A growing problem in the West is the Internet and social networks, through which misinformed people who are ideologically opposed to vaccinations in general try to persuade others not to protect their children. This has occurred in developed European countries, where some parents decline to vaccinate their children. As a result, the World Health Organization reported that in the first half of 2018, more than 41,000 measles cases were reported in Europe; 40 children and adults died of it.

The first vaccine dose should be given around a baby’s first birthday and the second dose when he or she reaches first grade; the shots offer about 97% protection rates.

A new Israeli study published in the Journal of Pediatrics has found that children of uneducated women in this highly developed country are more likely to remain unvaccinated or to suffer from delayed vaccinations. Scientists from Ben-Gurion University of the Negev in Beersheba showed there the less the formal education of mothers, the less likely it is that their children aged two to four years receive the full course of state-recommended vaccinations.

The research by post-doctoral researcher Dr. Guy Hazan, under the supervision of Profs. Ron Dagan and Michael Friger of BGU’s Faculty of Health Sciences is especially important now, as Israel is in the midst of a serious outbreak of the measles. One 18-month-old Jerusalem baby died of measles complications recently, the first such case since 2003. In addition, more than 1,400 cases of the measles have been reported so far this year, compared to only a few dozen during the whole of last year.

The vast majority of the new cases of measles have occurred in Jerusalem, and of these, almost all affect parts of the ultra-Orthodox Jewish community. More extreme groups in this sector who don’t accept the Jewish State refuse contact with the state, and thus do not take their children to well-baby clinics.

A smaller group responsible for the spread of measles in Israel are Jews who don’t believe in vaccinations, preferring the “natural medicine” approach and falling for “fake news” they read on the Internet. The Israeli government is considering the barring of unvaccinated children from pre-schools and other educational frameworks and punishing recalcitrant parents by cancelling tax credits.

The BGU study is based on review of records that included 2,072 toddlers at five preventive-medicine mother-and-baby centers in southern Israel between 2015 and 2016. It focused on a variety of vaccinations against children’s diseases: hepatitis B, diphtheria-tetanus-acellular, pertussis (with or without poliovirus vaccine), measles–mumps–rubella–varicella and hepatitis A.

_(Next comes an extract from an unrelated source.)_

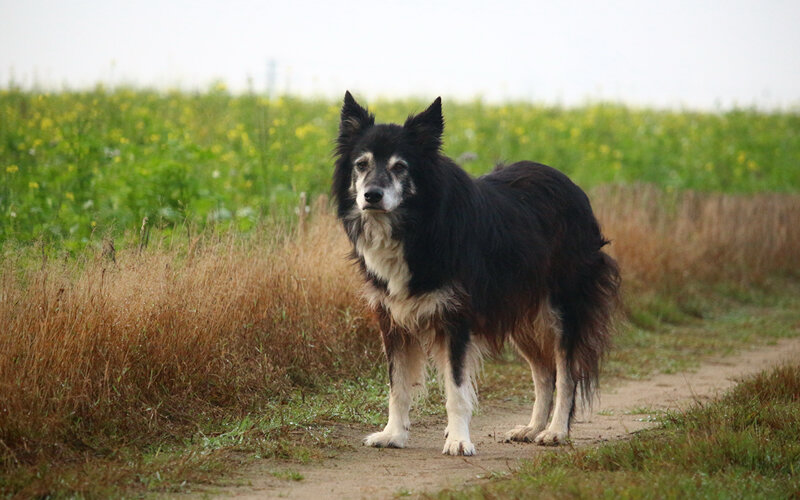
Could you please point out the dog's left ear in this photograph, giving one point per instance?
(354, 121)
(427, 127)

The Health Ministry renewed its call for children to be vaccinated against the diseases between the ages of 18 months and seven years of age.

“We found that mothers’ education was inversely associated with the probability of vaccination delay by 4% to 9% (depending on the vaccination visit) for each year of schooling beyond 10 years,” the study found. There was no correlation between the fathers’ levels of education and vaccination delays. The researchers conclude that better education that emphasizes the importance of education on vaccination timeliness could also act as a catalyst to improve other health-related behaviors.